Tendo tomado conhecimento da inauguração, pela Junta de Freguesia de Queluz, de uma galeria fotográfica de todos os presidentes de Junta desde a sua criação, incluindo os mandatários durante a ditadura fascista, a URAP tomou posição e manifestou o seu repúdio pela iniciativa na Assembleia de Freguesia de Queluz, no passado dia 17 de Dezembro, denunciado este acto de reabilitação do fascismo.

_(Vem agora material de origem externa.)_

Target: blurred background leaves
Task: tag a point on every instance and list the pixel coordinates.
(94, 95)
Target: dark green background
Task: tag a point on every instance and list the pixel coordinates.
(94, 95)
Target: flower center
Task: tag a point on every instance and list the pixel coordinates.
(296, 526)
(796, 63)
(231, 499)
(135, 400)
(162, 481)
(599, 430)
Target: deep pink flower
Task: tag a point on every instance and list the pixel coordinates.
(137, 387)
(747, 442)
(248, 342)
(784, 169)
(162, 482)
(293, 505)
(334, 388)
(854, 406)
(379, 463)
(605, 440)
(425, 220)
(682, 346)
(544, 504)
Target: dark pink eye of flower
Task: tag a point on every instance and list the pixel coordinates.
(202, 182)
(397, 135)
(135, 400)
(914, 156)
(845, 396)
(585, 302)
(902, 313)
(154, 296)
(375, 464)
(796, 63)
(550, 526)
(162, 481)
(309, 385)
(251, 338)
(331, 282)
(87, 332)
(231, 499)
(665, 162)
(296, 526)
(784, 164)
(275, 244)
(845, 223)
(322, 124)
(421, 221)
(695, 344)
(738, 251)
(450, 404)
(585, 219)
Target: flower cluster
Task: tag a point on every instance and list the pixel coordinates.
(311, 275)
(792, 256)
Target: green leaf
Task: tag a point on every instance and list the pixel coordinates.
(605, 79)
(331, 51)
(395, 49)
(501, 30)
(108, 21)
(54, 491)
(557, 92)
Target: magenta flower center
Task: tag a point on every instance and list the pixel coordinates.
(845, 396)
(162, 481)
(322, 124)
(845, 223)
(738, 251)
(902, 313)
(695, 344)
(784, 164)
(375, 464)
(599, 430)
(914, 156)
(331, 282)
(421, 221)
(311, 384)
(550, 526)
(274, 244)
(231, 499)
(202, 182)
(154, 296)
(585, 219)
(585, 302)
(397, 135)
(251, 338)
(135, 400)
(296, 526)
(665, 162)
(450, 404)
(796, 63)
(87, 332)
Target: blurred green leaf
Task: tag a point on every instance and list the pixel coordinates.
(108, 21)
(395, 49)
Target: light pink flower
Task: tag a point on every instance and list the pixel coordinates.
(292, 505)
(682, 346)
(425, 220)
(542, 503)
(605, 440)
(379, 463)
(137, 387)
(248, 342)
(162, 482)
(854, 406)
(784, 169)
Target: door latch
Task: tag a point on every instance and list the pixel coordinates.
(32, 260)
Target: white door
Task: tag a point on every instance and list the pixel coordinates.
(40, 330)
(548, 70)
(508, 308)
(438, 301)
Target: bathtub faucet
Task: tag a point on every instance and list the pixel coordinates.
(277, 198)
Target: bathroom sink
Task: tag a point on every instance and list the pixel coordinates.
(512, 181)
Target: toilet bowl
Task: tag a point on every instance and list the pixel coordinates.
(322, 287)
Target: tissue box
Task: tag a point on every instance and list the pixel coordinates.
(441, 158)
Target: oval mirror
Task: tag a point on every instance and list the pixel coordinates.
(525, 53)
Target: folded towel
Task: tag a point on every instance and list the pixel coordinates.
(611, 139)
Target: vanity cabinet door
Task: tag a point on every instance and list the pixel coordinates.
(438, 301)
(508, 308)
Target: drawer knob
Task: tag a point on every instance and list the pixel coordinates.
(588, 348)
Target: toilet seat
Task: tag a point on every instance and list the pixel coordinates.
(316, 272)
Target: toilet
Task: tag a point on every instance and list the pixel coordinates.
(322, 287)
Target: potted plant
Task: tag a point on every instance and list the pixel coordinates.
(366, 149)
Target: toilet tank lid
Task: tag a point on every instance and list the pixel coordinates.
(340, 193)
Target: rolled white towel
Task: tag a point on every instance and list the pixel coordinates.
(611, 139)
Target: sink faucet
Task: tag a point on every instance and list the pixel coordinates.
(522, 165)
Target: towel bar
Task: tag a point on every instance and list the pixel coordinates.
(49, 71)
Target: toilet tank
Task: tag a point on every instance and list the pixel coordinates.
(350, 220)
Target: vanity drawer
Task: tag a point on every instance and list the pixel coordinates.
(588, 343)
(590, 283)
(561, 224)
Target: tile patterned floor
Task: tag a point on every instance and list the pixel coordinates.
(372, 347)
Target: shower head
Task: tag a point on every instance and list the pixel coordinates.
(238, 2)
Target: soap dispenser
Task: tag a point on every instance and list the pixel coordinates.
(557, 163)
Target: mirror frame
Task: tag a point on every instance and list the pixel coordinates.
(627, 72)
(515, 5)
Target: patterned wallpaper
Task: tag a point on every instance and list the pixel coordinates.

Carta dos Antifascistas à Junta de Freguesia de Queluz
Sr. Presidente da Mesa da AF de Queluz
Srs. membros da AF de Queluz e membros da Junta
Caros queluzences
A União de Resistentes Antifascistas Portugueses tomou conhecimento da inauguração, pela Junta de Freguesia de Queluz, de uma galeria fotográfica de todos os presidentes de Junta desde a sua criação, incluindo os mandatários durante a ditadura fascista. A iniciativa obriga-nos a tomar posição.
Criada em 1925 a partir da Freguesia de Belas, Queluz ganha estatuto autárquico cimeiro, cumprindo um ciclo histórico entre o obscurantismo e o progresso, durante o qual se impôs o progresso mesmo face a poderosas forças reaccionárias.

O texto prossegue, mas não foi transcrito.